In fact, women who have endometriosis generally have lower pregnancy rates, lower implantation rates and lower egg retrieval numbers, than those with other infertility causes.

It is often difficult to analyze the effectiveness of in vitro fertilization in women with endometriosis, as the condition rarely comes alone. In most cases, endometriosis is accompanied by additional fertility factors.

Thus, one study analyzed two groups of couples facing IVF treatment – those with endometriosis alone as a cause of their infertility, and those with endometriosis added to other infertility causes.

The study found that IVF-treated couples with endometriosis alone have similar or higher live birth rates than couples with infertility not related to endometriosis. On the other hand, those suffering from several infertility factors including endometriosis have the lowest success rates among infertile couples.

The effectiveness of in vitro fertilization also depends on other factors including your age and the type of additional fertility problems you have, which is why each particular case has to be discussed with a doctor.

Can Surgical Treatment Help with Infertility in Women with Endometriosis?

When the pain symptoms caused be endometriosis are too severe, the endometrial deposits can be removed surgically, even directly after the diagnosis.

In certain cases, especially when a woman faces a severe form of endometriosis, such a surgery can actually help to improve fertility, or increase the chances of the successful fertility treatment. This only applies to one-time surgery – repeated operations do not seem to affect fertility.

When it comes to mild to moderate forms of endometriosis, research has shown small but significant improvement in live birth rates among women with State I or II endometriosis who had gone through surgical treatment.

As it was mentioned earlier in the article, a lot of unexplained infertility cases are suspected to be caused by mild endometriosis. In these cases, the surgery is a controversial topic.
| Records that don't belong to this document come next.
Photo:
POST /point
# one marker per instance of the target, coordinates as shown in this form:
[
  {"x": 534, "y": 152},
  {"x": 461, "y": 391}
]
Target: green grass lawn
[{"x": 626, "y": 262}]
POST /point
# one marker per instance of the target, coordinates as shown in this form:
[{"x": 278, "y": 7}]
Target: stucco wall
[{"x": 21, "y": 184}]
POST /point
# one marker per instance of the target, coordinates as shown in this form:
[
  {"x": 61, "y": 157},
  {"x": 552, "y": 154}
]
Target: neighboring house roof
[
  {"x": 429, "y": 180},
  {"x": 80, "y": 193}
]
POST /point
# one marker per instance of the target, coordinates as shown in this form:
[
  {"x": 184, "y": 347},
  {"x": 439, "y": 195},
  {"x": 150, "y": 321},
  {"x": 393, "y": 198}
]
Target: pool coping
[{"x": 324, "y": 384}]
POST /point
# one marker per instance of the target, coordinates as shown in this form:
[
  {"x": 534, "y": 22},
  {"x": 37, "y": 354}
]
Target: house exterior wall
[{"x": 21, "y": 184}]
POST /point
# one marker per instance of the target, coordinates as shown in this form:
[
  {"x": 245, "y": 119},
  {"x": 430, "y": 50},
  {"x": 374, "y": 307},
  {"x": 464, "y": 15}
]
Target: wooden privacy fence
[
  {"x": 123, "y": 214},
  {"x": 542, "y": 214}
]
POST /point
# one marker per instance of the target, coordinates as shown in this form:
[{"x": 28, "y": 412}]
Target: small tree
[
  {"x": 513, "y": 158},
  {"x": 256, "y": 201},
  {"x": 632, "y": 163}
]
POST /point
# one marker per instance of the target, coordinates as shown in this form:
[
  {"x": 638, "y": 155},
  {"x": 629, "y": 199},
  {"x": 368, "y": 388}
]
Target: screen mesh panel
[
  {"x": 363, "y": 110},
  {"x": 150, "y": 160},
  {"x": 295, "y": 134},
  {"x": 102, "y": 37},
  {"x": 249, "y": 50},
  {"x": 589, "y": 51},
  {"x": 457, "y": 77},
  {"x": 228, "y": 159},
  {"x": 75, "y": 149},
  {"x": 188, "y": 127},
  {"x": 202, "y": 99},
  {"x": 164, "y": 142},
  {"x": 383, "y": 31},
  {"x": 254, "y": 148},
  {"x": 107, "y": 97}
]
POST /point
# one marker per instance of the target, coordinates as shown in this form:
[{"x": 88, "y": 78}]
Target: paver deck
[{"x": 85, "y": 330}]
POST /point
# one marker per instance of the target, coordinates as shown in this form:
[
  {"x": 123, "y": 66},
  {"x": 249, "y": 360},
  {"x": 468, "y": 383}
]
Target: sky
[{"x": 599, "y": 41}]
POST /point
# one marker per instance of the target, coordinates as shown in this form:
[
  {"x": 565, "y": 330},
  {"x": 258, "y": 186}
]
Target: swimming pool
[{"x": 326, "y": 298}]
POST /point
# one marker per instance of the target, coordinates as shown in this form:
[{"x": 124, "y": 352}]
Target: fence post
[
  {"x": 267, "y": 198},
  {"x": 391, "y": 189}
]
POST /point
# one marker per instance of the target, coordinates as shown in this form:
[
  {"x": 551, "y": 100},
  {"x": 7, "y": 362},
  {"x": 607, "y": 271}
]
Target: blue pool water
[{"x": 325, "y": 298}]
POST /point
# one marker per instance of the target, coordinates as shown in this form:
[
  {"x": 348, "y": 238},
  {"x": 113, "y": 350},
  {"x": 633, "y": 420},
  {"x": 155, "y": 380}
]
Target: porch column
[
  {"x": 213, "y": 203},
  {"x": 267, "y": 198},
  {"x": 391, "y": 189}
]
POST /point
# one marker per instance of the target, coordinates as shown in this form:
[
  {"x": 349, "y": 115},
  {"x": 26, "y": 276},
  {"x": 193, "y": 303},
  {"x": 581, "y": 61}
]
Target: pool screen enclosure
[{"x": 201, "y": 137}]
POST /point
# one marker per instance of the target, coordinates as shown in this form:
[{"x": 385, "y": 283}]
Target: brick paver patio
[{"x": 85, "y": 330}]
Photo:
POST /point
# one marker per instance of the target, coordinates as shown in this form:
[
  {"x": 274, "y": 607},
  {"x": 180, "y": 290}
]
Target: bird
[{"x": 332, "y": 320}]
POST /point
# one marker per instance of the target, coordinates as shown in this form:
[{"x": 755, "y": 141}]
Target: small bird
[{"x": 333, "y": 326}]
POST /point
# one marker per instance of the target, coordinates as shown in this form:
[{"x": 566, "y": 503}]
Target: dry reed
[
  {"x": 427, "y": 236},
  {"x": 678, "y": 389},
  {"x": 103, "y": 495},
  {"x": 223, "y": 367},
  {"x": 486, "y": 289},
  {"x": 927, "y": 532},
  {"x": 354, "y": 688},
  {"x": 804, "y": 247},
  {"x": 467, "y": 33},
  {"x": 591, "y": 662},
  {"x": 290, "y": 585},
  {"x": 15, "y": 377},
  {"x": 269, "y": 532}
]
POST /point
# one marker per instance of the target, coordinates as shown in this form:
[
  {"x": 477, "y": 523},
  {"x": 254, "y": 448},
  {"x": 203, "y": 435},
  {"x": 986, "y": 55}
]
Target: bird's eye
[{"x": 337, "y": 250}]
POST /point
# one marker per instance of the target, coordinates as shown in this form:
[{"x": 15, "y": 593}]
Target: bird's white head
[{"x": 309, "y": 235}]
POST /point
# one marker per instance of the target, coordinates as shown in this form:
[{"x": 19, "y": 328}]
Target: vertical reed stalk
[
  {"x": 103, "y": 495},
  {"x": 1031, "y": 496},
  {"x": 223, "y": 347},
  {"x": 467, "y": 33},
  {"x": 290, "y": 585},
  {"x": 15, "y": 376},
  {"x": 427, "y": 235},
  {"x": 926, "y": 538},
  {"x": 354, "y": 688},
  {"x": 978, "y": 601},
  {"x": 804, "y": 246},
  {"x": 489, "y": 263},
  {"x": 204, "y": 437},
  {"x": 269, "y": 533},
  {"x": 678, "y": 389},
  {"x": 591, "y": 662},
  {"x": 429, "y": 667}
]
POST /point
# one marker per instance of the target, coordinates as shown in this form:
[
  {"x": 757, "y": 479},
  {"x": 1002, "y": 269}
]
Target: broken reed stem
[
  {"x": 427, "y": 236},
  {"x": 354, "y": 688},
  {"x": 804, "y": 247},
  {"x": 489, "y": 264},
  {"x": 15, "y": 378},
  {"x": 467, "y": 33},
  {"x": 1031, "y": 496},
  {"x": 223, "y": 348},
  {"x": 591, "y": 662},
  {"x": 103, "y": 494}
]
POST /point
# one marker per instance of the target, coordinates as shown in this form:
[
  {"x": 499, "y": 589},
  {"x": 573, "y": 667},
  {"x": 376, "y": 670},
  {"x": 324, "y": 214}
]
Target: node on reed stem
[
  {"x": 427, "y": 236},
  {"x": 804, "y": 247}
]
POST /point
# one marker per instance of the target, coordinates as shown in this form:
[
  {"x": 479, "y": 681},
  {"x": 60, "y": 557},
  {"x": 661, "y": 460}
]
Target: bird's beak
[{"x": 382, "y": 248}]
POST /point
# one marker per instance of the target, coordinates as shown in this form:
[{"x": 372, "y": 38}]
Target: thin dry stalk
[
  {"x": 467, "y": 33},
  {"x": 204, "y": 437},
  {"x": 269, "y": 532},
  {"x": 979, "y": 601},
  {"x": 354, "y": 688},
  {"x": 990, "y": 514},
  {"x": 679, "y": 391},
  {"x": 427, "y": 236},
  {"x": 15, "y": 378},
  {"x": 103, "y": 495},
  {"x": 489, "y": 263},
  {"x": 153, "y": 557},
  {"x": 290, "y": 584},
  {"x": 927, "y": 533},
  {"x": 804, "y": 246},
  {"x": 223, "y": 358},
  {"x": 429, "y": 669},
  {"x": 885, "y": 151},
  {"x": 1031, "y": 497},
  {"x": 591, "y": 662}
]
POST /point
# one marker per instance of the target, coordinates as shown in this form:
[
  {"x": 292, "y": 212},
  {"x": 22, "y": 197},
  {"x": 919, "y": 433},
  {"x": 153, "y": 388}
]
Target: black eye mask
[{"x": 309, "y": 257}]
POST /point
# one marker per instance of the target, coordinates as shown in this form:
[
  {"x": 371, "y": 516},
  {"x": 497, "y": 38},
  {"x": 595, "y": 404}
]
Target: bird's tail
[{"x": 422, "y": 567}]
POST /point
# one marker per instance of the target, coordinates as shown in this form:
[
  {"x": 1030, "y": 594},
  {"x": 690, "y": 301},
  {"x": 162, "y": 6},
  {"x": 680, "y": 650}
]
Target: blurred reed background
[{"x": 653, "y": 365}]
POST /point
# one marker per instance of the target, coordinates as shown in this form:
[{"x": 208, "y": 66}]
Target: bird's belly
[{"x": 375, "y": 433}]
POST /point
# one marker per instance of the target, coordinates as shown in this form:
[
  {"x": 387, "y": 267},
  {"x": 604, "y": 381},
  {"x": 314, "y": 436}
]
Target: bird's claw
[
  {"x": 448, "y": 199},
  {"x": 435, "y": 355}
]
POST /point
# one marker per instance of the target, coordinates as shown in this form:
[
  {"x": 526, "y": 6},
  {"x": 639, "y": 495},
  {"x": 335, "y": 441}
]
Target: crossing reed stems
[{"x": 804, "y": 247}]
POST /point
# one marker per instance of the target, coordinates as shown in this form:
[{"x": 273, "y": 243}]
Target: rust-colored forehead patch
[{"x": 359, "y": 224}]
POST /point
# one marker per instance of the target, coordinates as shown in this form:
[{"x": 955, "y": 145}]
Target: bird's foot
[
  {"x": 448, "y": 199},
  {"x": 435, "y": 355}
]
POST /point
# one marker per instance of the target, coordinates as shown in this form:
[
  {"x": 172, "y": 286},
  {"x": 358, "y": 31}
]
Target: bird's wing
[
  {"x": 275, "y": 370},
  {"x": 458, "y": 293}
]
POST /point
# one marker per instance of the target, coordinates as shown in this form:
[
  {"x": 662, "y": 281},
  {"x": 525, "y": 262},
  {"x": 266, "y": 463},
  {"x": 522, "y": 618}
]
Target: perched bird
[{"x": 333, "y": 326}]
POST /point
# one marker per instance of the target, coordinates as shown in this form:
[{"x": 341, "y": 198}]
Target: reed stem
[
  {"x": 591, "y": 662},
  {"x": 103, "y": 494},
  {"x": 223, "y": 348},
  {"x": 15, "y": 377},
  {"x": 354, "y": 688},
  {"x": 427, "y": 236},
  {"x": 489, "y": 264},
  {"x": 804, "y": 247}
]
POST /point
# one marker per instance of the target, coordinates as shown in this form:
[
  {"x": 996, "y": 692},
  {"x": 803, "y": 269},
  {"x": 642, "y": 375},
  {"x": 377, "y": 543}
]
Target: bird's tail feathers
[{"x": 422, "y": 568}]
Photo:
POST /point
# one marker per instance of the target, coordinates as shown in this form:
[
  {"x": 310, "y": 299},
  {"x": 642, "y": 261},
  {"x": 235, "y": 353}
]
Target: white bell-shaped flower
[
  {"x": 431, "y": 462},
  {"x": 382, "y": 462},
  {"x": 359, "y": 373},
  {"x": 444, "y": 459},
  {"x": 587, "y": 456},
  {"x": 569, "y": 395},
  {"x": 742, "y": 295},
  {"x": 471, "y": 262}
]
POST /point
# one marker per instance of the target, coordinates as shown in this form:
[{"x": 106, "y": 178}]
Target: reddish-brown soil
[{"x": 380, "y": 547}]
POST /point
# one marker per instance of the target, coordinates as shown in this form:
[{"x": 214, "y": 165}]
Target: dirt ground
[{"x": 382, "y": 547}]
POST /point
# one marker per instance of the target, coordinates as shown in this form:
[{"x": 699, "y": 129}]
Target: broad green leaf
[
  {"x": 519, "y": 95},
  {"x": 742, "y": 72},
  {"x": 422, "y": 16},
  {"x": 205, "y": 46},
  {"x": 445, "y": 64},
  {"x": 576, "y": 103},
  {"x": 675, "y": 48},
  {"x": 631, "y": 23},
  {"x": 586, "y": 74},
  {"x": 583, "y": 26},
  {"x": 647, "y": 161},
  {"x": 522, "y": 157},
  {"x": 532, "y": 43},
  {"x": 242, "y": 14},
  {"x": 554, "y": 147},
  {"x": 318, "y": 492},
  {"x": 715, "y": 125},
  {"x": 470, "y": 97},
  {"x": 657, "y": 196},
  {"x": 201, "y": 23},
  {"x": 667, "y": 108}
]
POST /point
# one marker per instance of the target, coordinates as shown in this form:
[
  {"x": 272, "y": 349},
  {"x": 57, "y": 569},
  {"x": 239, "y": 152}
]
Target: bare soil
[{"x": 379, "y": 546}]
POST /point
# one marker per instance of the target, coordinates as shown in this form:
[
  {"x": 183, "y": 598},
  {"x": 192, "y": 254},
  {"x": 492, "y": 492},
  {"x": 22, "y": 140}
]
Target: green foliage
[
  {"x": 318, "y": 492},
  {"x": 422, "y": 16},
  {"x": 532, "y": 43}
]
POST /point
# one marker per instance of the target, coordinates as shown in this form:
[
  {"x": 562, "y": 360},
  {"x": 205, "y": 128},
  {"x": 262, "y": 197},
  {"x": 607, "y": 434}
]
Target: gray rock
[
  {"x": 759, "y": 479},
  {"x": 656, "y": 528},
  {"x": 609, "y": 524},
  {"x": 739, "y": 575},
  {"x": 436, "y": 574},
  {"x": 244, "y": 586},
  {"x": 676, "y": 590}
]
For instance, if the pain symptoms are not present, the surgery is not likely to help improve fertility, and the potential risks of surgery are higher than the chances of success – one study has found that 40 endometriosis surgeries result in one pregnancy on average. Besides, the success is only possible, if the woman actually has endometriosis.

Diagnostic surgery for endometriosis, as well as the removal of endometrial deposits may lead to certain side effects, including increased endometriosis symptoms, painful adhesions causing harm to fertility, and further fertility damage. In addition, removal of endometrial ovarian cysts may result in reduced ovarian reserves.

If you think that a surgical treatment might be an option for you, discuss your case with your doctor.